Toward Secure LLM Agents: a 247-paper SoK that reframes agent security as a systems problem

A June 9, 2026 arXiv survey of 247 papers maps LLM-agent security onto the agentic loop and finds defenses that work in isolation but barely compose — and benchmarks that miss long-horizon, stateful risk.

2026-06-18 // 6 min affects: llm-agents, tool-use, multi-agent-systems, coding-agents, web-agents

What is this?

Toward Secure LLM Agents: Threat Surfaces, Attacks, Defenses, and Evaluation is a systematization-of-knowledge (SoK) survey posted to arXiv on June 9, 2026 (arXiv:2606.10749) by Yuchen Ling, Shengcheng Yu, Zhenyu Chen and Chunrong Fang (Nanjing University and the Technical University of Munich), prepared for ACM TOSEM. It synthesizes 247 papers published between January 2023 and April 27, 2026 into a single, auditable picture of how the field actually looks.

Its central argument is one this site keeps returning to: once a language model is wired into a loop that plans, calls tools, keeps memory and acts on the outside world, security stops being about unsafe text and becomes a software-and-systems problem — trust boundaries, delegated authority, and persistent state. The survey is valuable less for any single attack than for the map it draws, and for the gaps that map makes visible.

How it works

The authors built the corpus through an auditable hybrid pipeline — database retrieval across six sources, a bounded LLM-assisted expansion step (used to widen recall, never as an inclusion oracle), and citation snowballing — then hand-coded every paper. A PRISMA-style flow took 275 audited records down to a normalized 247. Each paper was tagged against the stages of the agentic loop: input, planning, decision, tool execution, output, memory/state, monitoring, and multi-agent coordination.

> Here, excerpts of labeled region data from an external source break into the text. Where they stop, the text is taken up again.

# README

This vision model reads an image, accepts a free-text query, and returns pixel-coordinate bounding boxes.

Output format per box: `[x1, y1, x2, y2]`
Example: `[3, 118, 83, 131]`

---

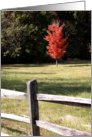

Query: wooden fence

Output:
[1, 80, 91, 136]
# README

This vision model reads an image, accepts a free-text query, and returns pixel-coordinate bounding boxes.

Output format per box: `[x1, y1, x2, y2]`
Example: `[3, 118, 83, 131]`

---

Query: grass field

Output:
[1, 61, 91, 136]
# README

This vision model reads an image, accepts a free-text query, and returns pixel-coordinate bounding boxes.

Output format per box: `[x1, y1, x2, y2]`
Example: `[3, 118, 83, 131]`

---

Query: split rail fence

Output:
[1, 80, 91, 136]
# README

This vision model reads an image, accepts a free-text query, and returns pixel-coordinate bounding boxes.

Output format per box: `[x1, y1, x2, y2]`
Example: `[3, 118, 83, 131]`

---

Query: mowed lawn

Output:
[1, 61, 91, 136]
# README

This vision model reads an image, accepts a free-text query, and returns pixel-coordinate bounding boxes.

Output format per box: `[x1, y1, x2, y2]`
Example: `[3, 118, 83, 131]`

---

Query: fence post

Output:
[27, 79, 40, 136]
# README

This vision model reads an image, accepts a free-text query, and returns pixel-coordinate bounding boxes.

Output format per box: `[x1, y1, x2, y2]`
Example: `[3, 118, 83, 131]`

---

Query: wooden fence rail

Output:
[27, 80, 91, 136]
[1, 80, 91, 136]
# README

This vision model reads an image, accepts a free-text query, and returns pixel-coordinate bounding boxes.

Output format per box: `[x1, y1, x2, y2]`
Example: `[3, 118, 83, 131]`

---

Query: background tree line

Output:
[1, 11, 91, 63]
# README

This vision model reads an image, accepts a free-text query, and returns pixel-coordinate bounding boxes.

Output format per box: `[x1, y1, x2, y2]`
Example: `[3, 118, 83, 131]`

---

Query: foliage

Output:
[44, 23, 68, 62]
[1, 11, 52, 63]
[1, 11, 91, 63]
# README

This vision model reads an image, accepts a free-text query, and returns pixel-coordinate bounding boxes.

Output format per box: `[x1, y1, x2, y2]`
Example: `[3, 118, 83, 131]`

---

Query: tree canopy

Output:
[1, 11, 91, 63]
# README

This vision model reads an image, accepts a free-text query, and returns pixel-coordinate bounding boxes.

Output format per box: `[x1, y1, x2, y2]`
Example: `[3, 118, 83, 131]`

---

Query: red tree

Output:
[44, 23, 68, 66]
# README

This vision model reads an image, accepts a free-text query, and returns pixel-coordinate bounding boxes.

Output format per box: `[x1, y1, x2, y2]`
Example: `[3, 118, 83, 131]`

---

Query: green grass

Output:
[1, 61, 91, 136]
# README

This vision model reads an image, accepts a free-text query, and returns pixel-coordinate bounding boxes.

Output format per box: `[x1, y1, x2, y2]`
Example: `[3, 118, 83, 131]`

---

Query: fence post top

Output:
[27, 79, 37, 85]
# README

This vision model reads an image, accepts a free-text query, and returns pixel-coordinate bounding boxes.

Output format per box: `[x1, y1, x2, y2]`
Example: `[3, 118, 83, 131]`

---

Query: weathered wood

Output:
[1, 89, 27, 100]
[37, 94, 91, 108]
[1, 133, 10, 137]
[1, 113, 30, 124]
[36, 120, 91, 136]
[27, 80, 40, 136]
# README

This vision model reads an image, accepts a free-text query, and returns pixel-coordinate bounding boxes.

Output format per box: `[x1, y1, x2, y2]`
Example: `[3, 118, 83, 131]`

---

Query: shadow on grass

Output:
[2, 60, 91, 69]
[1, 71, 56, 75]
[1, 79, 91, 96]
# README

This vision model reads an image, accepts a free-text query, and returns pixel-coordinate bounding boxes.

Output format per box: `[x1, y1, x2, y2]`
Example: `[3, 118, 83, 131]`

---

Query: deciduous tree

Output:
[44, 23, 68, 66]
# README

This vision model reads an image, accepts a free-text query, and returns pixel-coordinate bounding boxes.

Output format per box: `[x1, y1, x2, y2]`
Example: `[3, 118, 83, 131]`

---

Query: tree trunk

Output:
[56, 59, 58, 67]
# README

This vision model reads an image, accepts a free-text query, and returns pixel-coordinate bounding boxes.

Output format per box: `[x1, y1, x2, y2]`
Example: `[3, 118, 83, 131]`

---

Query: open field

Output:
[1, 61, 91, 136]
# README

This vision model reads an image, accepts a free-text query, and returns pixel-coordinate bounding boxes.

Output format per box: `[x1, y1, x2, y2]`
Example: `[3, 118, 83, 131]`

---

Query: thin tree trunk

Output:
[56, 59, 58, 67]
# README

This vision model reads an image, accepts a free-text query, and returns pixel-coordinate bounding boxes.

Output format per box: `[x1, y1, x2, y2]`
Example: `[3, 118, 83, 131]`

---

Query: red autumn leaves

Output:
[44, 23, 68, 59]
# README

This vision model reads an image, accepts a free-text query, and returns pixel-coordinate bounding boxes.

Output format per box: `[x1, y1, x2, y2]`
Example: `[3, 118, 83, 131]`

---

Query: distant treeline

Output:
[1, 11, 91, 63]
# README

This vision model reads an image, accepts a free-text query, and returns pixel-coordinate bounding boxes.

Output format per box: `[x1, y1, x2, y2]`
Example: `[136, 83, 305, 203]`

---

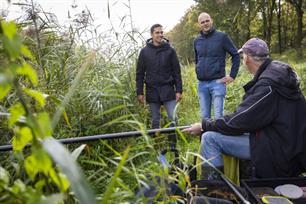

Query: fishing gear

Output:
[0, 125, 190, 152]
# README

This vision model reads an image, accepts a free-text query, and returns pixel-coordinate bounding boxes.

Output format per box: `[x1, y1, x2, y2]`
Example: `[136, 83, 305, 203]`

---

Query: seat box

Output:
[241, 177, 306, 204]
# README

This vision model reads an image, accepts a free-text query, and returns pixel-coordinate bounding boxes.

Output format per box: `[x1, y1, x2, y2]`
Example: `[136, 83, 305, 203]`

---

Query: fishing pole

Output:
[0, 125, 190, 152]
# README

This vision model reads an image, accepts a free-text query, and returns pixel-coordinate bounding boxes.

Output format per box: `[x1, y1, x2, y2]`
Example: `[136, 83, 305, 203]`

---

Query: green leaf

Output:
[49, 169, 70, 192]
[0, 166, 10, 189]
[23, 88, 46, 107]
[21, 45, 34, 60]
[42, 137, 97, 204]
[102, 147, 130, 204]
[2, 36, 22, 60]
[1, 21, 17, 40]
[27, 112, 52, 139]
[16, 63, 38, 86]
[9, 103, 26, 127]
[38, 193, 65, 204]
[0, 81, 12, 101]
[12, 127, 33, 151]
[24, 147, 52, 180]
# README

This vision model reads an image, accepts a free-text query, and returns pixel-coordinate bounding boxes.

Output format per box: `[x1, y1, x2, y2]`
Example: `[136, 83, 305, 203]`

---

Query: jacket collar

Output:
[200, 27, 216, 38]
[243, 58, 272, 92]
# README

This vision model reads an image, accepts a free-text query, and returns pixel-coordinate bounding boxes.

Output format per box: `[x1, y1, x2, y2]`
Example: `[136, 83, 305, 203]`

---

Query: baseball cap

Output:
[238, 38, 269, 57]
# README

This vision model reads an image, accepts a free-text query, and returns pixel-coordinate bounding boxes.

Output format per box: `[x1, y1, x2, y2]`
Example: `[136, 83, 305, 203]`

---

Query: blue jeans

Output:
[149, 100, 176, 129]
[201, 131, 251, 167]
[198, 80, 226, 119]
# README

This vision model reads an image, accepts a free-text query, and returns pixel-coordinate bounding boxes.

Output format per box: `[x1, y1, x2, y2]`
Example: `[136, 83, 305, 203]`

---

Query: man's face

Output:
[198, 15, 213, 33]
[151, 27, 164, 44]
[241, 53, 252, 73]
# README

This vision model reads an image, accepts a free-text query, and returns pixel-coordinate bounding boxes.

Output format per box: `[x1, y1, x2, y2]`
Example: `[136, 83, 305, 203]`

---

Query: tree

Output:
[287, 0, 304, 57]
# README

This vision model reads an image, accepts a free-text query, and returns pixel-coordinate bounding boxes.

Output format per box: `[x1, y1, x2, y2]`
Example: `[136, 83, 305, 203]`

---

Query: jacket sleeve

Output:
[223, 35, 240, 79]
[136, 50, 146, 95]
[193, 40, 198, 65]
[171, 49, 183, 93]
[202, 86, 278, 135]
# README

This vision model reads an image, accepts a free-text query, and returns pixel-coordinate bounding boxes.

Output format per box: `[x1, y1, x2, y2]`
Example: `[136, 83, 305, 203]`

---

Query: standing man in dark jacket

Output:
[136, 24, 182, 145]
[185, 38, 306, 178]
[194, 13, 240, 119]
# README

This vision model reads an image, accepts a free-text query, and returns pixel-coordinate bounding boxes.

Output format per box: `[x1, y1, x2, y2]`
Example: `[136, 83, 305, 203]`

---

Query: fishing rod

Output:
[0, 125, 190, 152]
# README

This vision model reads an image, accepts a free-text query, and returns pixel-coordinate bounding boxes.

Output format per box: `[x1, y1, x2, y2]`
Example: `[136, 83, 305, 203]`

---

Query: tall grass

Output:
[0, 0, 306, 203]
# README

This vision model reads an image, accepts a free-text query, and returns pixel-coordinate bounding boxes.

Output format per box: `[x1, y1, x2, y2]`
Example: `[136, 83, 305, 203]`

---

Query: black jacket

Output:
[193, 29, 240, 81]
[202, 59, 306, 178]
[136, 39, 182, 103]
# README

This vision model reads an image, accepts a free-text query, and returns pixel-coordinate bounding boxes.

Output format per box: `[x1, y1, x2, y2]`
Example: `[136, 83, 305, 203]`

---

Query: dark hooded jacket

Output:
[136, 39, 182, 103]
[193, 29, 240, 81]
[202, 59, 306, 178]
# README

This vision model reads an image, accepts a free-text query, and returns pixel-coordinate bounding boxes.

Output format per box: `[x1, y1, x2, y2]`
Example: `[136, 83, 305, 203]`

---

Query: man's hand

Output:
[137, 95, 144, 104]
[182, 123, 202, 135]
[175, 92, 183, 102]
[221, 76, 234, 85]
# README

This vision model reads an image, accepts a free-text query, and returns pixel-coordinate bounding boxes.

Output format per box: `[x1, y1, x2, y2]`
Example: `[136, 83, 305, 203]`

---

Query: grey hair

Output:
[249, 55, 269, 62]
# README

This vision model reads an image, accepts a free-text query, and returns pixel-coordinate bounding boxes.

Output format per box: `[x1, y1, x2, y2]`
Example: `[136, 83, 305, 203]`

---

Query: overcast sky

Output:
[0, 0, 195, 36]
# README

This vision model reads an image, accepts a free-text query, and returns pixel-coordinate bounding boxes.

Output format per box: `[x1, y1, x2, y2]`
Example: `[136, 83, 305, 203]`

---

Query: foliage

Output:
[0, 1, 306, 203]
[0, 21, 95, 203]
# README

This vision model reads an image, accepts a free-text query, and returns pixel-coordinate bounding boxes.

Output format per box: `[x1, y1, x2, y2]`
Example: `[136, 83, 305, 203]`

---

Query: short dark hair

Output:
[150, 23, 163, 33]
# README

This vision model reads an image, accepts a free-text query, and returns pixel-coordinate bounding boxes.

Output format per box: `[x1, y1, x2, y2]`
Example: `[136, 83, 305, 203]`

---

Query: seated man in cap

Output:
[183, 38, 306, 179]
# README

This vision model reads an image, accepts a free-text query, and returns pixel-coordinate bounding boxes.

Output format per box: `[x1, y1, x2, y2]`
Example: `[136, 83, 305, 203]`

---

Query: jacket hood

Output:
[146, 38, 170, 48]
[200, 27, 216, 37]
[259, 61, 302, 100]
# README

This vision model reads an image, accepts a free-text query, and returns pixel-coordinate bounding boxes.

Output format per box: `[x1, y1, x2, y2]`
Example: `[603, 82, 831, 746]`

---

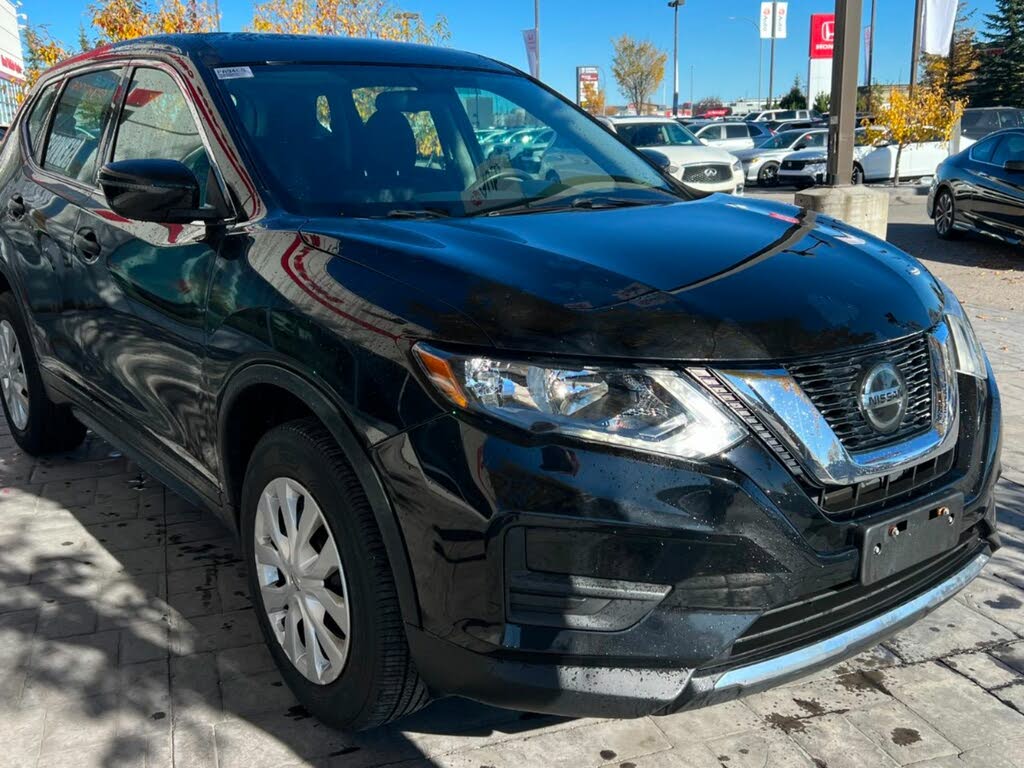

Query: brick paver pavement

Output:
[0, 306, 1024, 768]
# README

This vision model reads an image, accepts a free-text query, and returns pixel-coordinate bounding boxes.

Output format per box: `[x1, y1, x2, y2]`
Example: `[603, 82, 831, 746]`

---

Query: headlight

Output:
[413, 343, 744, 459]
[942, 285, 988, 379]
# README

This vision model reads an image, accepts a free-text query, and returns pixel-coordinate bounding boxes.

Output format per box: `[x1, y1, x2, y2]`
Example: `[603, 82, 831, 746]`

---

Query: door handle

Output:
[74, 226, 101, 259]
[7, 193, 28, 219]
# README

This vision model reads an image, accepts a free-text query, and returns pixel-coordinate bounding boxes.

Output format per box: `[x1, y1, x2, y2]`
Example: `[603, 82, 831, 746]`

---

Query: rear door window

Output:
[43, 70, 121, 185]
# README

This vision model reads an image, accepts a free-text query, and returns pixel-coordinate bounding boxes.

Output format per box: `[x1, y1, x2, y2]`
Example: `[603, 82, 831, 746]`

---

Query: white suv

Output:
[602, 118, 744, 195]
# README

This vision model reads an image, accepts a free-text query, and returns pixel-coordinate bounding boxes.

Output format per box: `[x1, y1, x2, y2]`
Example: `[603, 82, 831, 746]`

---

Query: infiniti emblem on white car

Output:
[859, 362, 906, 434]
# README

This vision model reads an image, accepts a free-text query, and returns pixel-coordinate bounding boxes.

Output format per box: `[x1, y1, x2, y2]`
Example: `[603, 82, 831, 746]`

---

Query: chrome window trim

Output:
[715, 323, 959, 485]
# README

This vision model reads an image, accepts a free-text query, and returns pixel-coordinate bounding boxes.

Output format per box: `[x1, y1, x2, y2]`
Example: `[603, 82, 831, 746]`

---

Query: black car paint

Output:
[0, 35, 999, 715]
[928, 128, 1024, 243]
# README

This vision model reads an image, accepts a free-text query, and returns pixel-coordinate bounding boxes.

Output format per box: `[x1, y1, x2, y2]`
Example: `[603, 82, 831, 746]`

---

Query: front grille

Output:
[728, 528, 984, 667]
[683, 163, 732, 184]
[786, 334, 932, 454]
[808, 450, 956, 515]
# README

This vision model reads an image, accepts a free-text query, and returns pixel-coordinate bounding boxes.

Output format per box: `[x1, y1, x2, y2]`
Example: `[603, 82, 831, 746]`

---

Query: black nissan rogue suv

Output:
[0, 34, 1000, 728]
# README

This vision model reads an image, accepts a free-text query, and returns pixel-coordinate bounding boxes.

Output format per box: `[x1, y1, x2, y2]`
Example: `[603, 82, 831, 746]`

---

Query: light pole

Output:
[534, 0, 541, 80]
[669, 0, 693, 118]
[729, 16, 765, 110]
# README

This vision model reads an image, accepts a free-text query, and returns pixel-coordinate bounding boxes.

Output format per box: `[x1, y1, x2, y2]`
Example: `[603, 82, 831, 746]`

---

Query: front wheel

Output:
[0, 292, 85, 456]
[932, 189, 963, 240]
[242, 419, 429, 730]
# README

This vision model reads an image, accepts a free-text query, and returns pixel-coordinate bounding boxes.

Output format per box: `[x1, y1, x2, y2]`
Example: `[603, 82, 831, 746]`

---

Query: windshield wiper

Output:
[385, 208, 452, 219]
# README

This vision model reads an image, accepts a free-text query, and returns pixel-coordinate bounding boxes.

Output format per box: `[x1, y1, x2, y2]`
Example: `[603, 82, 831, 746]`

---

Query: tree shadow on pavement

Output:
[0, 429, 569, 768]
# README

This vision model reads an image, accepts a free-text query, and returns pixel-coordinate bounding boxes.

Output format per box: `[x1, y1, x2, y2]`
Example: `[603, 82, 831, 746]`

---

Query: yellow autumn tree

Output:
[867, 83, 964, 186]
[251, 0, 451, 45]
[250, 0, 451, 158]
[89, 0, 217, 43]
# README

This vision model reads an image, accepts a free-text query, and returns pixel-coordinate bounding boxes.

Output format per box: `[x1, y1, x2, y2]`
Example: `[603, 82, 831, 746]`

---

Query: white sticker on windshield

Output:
[213, 67, 253, 80]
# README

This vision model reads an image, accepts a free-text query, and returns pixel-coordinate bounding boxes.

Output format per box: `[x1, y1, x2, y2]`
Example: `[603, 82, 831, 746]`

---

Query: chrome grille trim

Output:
[785, 334, 932, 453]
[690, 323, 959, 485]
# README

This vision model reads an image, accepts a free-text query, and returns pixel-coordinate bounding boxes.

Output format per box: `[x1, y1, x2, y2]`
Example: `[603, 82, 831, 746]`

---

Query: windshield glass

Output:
[218, 65, 686, 217]
[615, 121, 702, 146]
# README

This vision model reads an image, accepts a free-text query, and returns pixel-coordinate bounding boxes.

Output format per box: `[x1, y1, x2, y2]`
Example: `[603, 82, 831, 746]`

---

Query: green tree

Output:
[611, 35, 669, 115]
[778, 75, 807, 110]
[921, 2, 981, 102]
[973, 0, 1024, 106]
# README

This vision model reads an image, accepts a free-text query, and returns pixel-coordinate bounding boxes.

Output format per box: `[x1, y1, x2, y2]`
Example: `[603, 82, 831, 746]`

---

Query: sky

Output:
[20, 0, 995, 103]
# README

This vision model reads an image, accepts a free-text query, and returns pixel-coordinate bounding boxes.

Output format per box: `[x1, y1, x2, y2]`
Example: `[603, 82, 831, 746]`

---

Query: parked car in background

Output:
[6, 34, 1001, 737]
[733, 129, 828, 186]
[609, 118, 744, 195]
[961, 106, 1024, 150]
[928, 128, 1024, 244]
[743, 110, 821, 123]
[778, 128, 949, 187]
[755, 120, 825, 133]
[693, 122, 760, 152]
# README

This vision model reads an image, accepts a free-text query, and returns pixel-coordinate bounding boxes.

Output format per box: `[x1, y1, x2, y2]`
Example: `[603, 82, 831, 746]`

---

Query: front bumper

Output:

That lifecycle lens is the contribution. Instead of cataloguing attacks in isolation, the survey traces how untrusted information becomes a control decision, how that decision meets delegated authority, and how state persistence changes the system’s security properties over time. Four research questions structure the synthesis: how agent security should be modeled (RQ1), which threat surfaces dominate (RQ2), what defenses exist and at what cost (RQ3), and how claims are evaluated (RQ4).

The corpus itself tells a story. It grows from 3 papers in 2023 to 42 in 2024 and 121 in 2025, with 81 more collected by April 27, 2026 — already a third of the total. And 68% of the corpus is arXiv preprints, with only a handful at NDSS, CCS or ICSE. The field is expanding fast but is still pre-standardized: terminology, threat models and evaluation protocols have not settled.

Why it matters

Three findings are worth carrying into design reviews.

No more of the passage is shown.